Personally Identifiable Information, or PII, has become an important term in the quickly evolving landscape of data privacy.

Where data privacy is concerned with who should have access to someone’s personal data, PII attempts to answer the question of what that personal data should be.

The National Institute of Standards and Technology (NIST) defines PII as:

NIST quote

A simpler definition could be that PII is any information that can, by itself or in conjunction with other data, be used to identify an individual.

In this article, we’ll look at various types of PII, how they’re linked, the risks they pose, and how you can help protect your employees’ PII from unwanted exposure. Why Companies Should Care When Employees Have Their Identities Stolen offers many reasons why your HR department might want to be at the forefront of protecting your employees’ data privacy. This article will help you discover what that data is and how to protect it.

Chapter 1: What data is considered PII?

Chapter 2: What is linkable PII and how is it different?

Chapter 3: When is personal data not considered PII?

Chapter 4: What are the rules around using PII?

Chapter 5: How do thieves get access to PII?

Chapter 6: How linking PII sources can lead to identity theft

Chapter 7: The relationship between PII and your digital footprint

Chapter 8: Protecting your PII

What data is considered PII?

PII comes in several different flavors. There is regular PII and linkable PII, there are distinctions made between sensitive PII and non-sensitive PII, and finally there is non-PII. So if you’re confused by what PII really covers, you’re not alone.

First, let’s consider the data which makes up the core of PII. These are all those points of information that lead directly to a specific individual and, in most cases, only that individual.

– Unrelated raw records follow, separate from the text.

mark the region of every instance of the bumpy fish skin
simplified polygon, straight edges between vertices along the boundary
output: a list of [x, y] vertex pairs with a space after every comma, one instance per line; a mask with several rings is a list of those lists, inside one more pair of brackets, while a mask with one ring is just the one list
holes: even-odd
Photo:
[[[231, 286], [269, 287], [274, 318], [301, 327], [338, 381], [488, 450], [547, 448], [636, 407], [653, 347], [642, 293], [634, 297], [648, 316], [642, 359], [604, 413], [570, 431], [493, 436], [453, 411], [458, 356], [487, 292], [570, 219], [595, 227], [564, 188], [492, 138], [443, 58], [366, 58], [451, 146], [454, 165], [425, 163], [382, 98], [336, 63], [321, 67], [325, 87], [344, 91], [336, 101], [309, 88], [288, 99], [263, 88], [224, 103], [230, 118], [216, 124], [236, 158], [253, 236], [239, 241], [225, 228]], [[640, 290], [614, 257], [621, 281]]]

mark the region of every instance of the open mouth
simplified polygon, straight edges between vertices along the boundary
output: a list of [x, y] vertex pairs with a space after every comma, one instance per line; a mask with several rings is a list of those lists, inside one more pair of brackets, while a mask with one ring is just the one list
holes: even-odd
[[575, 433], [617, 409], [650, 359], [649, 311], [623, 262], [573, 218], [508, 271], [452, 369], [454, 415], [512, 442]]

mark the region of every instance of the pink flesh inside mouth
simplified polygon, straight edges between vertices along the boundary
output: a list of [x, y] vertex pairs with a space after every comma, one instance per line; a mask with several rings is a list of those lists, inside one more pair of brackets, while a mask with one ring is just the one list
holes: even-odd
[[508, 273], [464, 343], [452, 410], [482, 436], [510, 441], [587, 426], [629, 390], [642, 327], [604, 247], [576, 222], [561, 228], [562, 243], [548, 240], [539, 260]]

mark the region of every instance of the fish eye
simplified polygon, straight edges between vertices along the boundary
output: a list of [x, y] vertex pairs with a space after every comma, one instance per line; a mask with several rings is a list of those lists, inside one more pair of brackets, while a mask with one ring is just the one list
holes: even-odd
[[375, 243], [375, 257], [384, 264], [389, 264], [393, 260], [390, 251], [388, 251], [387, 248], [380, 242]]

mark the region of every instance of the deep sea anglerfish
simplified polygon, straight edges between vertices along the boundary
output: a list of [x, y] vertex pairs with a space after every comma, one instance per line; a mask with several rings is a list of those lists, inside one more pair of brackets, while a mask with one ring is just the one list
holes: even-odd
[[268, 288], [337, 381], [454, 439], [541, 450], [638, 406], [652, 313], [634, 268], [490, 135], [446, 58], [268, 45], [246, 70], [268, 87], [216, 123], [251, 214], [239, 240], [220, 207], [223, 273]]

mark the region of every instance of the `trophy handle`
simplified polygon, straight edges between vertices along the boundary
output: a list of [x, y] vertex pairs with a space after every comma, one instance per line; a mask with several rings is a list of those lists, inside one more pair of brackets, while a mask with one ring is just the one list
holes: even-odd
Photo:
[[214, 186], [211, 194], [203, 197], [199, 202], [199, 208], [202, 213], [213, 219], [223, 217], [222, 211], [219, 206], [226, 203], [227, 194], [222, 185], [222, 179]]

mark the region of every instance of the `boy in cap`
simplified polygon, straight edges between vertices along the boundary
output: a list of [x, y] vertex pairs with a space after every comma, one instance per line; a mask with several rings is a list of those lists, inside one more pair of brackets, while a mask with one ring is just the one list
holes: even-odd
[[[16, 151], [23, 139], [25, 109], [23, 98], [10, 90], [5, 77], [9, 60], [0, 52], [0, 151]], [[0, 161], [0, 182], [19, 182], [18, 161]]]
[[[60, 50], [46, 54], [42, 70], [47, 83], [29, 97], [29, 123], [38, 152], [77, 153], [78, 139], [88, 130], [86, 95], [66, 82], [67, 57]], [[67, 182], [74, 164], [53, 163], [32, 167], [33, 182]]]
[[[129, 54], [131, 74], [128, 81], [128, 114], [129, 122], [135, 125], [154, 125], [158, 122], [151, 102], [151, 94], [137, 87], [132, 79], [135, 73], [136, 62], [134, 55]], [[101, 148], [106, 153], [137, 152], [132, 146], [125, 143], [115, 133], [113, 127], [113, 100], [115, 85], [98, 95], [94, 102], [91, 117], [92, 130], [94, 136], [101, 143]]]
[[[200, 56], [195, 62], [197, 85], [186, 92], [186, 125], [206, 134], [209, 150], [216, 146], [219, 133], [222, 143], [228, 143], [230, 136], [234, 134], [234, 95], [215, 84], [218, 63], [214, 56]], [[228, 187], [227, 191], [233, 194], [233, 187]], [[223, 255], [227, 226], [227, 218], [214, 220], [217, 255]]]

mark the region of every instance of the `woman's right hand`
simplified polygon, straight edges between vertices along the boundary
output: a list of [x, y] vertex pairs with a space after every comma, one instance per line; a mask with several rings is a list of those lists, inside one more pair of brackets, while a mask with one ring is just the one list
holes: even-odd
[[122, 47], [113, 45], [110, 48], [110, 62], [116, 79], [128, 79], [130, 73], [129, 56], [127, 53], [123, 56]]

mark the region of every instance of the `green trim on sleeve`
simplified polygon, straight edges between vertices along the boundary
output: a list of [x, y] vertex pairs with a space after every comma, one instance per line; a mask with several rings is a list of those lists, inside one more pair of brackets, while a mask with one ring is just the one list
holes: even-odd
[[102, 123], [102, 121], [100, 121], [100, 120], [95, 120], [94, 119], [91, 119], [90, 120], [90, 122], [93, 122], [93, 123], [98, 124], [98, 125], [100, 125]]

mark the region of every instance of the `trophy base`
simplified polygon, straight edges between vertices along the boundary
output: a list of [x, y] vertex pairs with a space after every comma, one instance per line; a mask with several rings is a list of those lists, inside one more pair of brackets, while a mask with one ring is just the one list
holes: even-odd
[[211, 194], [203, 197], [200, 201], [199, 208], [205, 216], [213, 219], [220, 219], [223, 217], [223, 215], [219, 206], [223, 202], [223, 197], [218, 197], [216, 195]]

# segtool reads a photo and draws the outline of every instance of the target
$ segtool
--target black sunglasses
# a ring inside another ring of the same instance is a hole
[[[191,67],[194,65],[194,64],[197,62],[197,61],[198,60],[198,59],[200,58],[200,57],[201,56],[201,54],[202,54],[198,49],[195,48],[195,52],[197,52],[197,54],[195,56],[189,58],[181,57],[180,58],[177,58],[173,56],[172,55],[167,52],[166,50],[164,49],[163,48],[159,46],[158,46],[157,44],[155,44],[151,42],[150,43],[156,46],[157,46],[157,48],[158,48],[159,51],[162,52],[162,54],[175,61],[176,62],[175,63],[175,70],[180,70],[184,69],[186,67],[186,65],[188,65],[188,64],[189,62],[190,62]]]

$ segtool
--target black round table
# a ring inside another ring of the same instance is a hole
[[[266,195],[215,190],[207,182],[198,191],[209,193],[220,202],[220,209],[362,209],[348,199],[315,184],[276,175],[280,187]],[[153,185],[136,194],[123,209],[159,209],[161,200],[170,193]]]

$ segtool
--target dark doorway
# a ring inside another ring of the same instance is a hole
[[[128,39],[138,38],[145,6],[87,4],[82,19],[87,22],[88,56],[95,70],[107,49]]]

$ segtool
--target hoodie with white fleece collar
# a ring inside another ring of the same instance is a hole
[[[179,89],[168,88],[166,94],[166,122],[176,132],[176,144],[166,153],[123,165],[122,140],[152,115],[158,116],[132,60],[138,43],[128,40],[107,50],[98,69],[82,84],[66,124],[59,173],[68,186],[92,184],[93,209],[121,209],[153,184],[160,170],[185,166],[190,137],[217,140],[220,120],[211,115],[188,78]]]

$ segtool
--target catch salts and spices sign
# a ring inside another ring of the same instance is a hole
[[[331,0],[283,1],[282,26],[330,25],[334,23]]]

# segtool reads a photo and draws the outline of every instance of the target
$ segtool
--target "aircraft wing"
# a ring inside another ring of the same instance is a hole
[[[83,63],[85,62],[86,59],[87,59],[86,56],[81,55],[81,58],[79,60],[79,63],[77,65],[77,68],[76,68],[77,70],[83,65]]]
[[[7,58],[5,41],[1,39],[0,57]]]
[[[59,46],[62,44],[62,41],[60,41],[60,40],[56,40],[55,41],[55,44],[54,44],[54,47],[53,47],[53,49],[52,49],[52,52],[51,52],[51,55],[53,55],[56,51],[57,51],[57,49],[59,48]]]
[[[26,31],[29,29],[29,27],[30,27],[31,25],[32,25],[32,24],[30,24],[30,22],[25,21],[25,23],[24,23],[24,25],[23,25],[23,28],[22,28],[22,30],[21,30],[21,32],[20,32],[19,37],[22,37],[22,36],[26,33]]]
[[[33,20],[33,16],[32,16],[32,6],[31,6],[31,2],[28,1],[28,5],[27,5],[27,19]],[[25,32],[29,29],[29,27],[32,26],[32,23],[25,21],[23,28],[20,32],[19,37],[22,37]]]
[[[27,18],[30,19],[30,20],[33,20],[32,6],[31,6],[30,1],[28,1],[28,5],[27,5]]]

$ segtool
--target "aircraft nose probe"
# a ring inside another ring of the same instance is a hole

Examples of core PII data include:

  •  Full name

  •  Social security number

  •  Passport number

  •  Driver’s license number

  •  Tax ID

  •  VIN number

  •  Patient identification numbers

  •  Financial and credit card account numbers

  •  Street address

  •  Email address

  •  Telephone number

  •  Photographic images

  •  Fingerprints

  •  Handwriting samples

  •  Retina maps

  •  Voice signatures

  •  IP address

  •  Login credentials

As you can see, some of these identifiers – social security, driver’s license, and fingerprints – are unique to you. Others – full name, street address – could be shared by other people, but are strong enough identifiers to be labeled PII. And some – VIN number, telephone number, credit card number – are temporary in that they could change over time as your ownership of them changes, but they are still tied to a specific person’s identity on a one-to-one basis.

As for login credentials, a username and password together is a form of PII. Alone, a username may or may not be. For example, a meaningless username such as RobotDuck123 is not going to identify a person outright. But a username that displays their full name and a birthday or year of graduation, such as JohnSmith96, is a stronger form of PII than either of those two things alone would be.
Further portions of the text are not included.